Designworks Homes, Inc. et al v. Thomson Sailors. Homes, LLC et al
ORDER granting 131 motion for summary judgment. Signed on 10/10/19 by District Judge Stephen R. Bough. (Diefenbach, Tracy)
IN THE UNITED STATES DISTRICT COURT
WESTERN DISTRICT OF MISSOURI
DESIGNWORKS HOMES, INC., et al.,
THOMSON SAILORS HOMES, LLC., et al.,
Case No. 18-0189-CV-W-SRB
Before the Court is Defendants’ Motion for Summary Judgment. (Doc. #131). For the
reasons discussed below, the Motion is GRANTED.
Federal Rule of Civil Procedure 56(a) requires a court to grant a motion for summary
judgment if 1) the moving party “shows that there is no genuine dispute of material fact” and 2)
the moving party is “entitled to judgment as a matter of law.” A nonmoving party survives a
summary judgment motion if the evidence, viewed in the light most favorable to the nonmoving
party, is “such that a reasonable jury could return a verdict for the nonmoving party.” Stuart C.
Irby Co. v. Tipton, 796 F.3d 918, 922 (8th Cir. 2015) (quoting Anderson v. Liberty Lobby, Inc.,
477 U.S. 242, 248 (1986)). The purpose of summary judgment “is not to cut litigants off from
their right of trial by jury if they really have issues to try.” Hughes v. Am. Jawa, Ltd., 529 F.2d
21, 23 (8th Cir. 1976) (internal quotation marks omitted) (quoting Poller v. Columbia
Broadcasting Sys., Inc., 368 U.S. 464, 467 (1962)).
Considering the parties’ statements of facts and supporting evidence in the light most
favorable to Plaintiffs as the non-moving party, the Court finds the relevant facts to be as
Plaintiff Charles Lawrence James is the sole shareholder and home designer for Plaintiff
Designworks Homes, Inc., a design-build company. In 1996, Plaintiff James designed and built
a home that had a “unique triangular atrium design with stairs as part of the main room” at 4306
Melrose in Columbia, Missouri. (Doc. #51, p. 4). In 1999, Plaintiff James built a second home
that incorporated the triangular atrium design at 1713 Kenilworth in Columbia, Missouri.
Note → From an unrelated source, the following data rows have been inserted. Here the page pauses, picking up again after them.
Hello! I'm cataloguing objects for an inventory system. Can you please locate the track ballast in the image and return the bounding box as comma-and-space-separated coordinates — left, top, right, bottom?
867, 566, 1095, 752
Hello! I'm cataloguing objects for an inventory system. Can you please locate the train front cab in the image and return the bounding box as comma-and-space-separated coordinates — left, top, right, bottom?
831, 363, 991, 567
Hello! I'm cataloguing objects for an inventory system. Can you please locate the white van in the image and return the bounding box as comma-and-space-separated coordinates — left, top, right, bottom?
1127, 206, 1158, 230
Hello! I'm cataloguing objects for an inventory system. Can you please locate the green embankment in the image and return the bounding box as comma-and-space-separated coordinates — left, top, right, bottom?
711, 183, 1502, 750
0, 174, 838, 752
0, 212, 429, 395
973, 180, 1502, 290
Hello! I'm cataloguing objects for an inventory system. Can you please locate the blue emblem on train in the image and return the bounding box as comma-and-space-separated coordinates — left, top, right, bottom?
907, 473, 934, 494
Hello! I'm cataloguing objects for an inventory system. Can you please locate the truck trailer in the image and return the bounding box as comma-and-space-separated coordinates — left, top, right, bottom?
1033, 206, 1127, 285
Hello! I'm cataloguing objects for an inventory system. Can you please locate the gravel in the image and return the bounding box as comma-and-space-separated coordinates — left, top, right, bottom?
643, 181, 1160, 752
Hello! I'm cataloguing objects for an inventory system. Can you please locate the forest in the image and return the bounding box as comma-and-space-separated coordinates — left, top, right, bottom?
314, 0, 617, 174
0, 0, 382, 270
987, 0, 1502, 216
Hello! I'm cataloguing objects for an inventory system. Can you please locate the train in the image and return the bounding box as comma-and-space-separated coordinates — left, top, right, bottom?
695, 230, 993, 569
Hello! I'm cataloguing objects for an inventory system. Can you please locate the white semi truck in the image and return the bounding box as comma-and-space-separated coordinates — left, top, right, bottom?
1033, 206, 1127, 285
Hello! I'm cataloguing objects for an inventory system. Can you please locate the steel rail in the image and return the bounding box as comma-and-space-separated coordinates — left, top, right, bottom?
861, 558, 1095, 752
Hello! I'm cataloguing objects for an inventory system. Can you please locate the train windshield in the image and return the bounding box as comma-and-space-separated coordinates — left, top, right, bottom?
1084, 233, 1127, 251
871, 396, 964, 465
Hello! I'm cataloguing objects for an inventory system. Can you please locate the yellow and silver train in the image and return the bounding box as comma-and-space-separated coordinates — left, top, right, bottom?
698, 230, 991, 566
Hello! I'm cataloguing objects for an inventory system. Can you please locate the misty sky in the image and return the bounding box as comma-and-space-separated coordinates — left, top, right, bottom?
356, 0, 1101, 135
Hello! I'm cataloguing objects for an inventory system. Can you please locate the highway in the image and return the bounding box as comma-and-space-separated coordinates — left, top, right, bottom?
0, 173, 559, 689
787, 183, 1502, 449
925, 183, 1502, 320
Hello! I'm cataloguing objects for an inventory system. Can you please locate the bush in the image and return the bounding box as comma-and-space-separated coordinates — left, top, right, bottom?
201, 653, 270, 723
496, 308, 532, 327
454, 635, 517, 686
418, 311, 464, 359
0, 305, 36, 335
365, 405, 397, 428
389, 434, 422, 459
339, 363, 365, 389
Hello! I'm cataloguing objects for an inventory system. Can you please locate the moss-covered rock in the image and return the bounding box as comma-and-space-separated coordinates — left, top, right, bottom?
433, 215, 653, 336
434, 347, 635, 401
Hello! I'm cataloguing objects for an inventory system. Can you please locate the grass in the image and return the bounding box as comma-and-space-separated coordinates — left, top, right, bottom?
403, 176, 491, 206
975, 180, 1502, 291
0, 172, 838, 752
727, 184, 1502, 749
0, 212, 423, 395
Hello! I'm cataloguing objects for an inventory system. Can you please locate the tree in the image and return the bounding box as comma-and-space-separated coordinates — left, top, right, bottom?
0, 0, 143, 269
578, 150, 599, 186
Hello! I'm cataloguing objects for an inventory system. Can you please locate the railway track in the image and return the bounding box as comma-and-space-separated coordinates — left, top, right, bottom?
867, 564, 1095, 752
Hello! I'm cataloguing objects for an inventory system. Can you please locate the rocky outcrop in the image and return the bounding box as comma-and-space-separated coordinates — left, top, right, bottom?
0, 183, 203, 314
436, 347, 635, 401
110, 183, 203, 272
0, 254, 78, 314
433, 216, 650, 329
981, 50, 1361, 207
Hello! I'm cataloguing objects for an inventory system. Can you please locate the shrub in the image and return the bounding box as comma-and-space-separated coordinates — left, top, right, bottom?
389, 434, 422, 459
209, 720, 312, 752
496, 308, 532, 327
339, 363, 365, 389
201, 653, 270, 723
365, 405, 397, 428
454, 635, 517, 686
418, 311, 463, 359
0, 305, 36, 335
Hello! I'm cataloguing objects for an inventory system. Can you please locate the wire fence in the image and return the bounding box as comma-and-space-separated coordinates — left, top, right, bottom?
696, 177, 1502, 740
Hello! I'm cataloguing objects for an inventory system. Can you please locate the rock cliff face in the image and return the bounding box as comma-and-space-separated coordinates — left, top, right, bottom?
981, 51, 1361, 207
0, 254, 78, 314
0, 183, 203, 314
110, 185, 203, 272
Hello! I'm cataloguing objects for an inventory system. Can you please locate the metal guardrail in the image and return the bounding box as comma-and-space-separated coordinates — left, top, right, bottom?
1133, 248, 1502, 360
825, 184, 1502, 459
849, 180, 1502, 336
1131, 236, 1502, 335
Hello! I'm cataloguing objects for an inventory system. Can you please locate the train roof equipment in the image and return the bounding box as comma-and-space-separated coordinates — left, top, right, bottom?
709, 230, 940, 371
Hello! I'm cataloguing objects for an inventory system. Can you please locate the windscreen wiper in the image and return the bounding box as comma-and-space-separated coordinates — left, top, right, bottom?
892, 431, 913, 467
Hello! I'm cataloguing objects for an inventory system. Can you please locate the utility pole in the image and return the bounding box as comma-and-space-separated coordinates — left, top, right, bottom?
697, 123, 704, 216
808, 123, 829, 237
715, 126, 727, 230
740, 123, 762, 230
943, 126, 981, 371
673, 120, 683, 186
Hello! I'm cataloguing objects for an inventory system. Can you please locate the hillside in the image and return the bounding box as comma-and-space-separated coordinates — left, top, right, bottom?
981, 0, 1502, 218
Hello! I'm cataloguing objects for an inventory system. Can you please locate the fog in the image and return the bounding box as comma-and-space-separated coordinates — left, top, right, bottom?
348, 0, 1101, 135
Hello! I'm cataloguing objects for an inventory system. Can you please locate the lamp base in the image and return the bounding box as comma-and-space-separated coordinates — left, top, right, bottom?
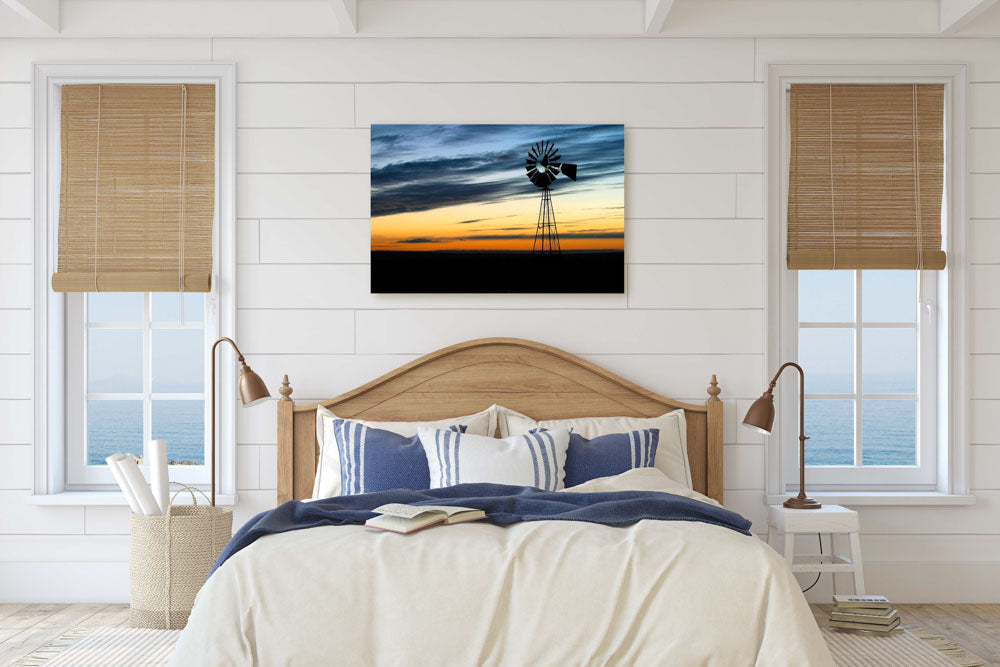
783, 497, 823, 510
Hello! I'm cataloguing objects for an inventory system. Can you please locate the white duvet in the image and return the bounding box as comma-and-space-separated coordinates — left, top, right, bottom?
171, 468, 833, 667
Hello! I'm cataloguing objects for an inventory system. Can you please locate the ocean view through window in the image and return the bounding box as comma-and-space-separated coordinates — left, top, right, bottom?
798, 270, 920, 466
84, 292, 205, 466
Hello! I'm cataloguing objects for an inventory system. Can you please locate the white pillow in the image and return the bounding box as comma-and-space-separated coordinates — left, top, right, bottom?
417, 428, 569, 491
497, 405, 693, 489
313, 405, 500, 498
562, 468, 722, 507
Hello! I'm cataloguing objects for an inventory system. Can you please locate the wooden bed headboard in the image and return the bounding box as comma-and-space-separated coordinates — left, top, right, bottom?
278, 338, 722, 503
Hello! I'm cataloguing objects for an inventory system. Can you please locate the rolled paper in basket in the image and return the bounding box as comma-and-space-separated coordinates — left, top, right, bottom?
104, 452, 142, 514
149, 440, 170, 515
118, 456, 160, 516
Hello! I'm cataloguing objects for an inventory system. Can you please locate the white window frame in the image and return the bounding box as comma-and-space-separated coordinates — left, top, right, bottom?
32, 63, 236, 504
779, 268, 939, 491
763, 64, 971, 504
64, 286, 212, 491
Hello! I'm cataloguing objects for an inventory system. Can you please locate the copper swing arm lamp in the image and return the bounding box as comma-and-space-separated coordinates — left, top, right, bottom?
743, 361, 823, 510
211, 336, 271, 507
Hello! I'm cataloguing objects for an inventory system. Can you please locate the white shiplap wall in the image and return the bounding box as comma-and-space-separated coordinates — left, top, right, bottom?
0, 38, 1000, 602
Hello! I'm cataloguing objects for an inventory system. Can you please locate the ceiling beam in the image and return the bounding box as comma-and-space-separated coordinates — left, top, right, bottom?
330, 0, 358, 32
646, 0, 674, 35
939, 0, 997, 33
0, 0, 60, 33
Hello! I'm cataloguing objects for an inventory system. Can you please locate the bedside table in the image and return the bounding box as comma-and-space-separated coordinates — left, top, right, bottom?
767, 505, 865, 595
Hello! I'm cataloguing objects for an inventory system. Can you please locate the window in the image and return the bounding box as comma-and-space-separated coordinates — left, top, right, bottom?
765, 65, 968, 504
66, 292, 214, 485
34, 64, 236, 504
788, 270, 937, 484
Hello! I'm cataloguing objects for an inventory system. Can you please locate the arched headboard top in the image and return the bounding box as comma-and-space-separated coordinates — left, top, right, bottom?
278, 338, 722, 502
Between 1999 and 2001, Plaintiff James built a third house featuring the triangular atrium design
at 4804 Chilton in Columbia, Missouri. On May 10, 2004, Plaintiffs registered the triangular
atrium design as a copyrighted architectural work titled “Atrium ranch on walk-out; Angular
atrium ranch” with respect to the home constructed at 4804 Chilton Court. (Doc. #51, p. 4). On
June 6, 2013, Plaintiffs registered the design as a copyrighted architectural work for a house not
yet constructed. On April 22, 2018, Plaintiff James registered the design as a copyrighted
technical drawing with respect to the home at 4306 Melrose Drive. Also, on April 22, 2018,
Plaintiff James registered the design as a copyrighted technical drawing with respect to the home
at 1713 Kenilworth in Columbia, Missouri.
On September 8, 1998, Defendant Elswood Smith Carlson Architects, P.A. created an
architectural design that included a triangular atrium feature with stairs adjacent to a living room,
known as the Newbury Model. Plaintiffs allege the Newbury Model infringes their copyrights.
Plaintiffs allege Defendant Thomson Sailors Homes, LLC (“Thomson Sailors Homes”)1
Defendants Donald Sailors, Bobby F. Sailors, and Edward B. Thomson, III are former members of Thomson
Sailors Homes. Defendant Eric Bradley Thomson was a superintendent for Thomson Sailors Homes.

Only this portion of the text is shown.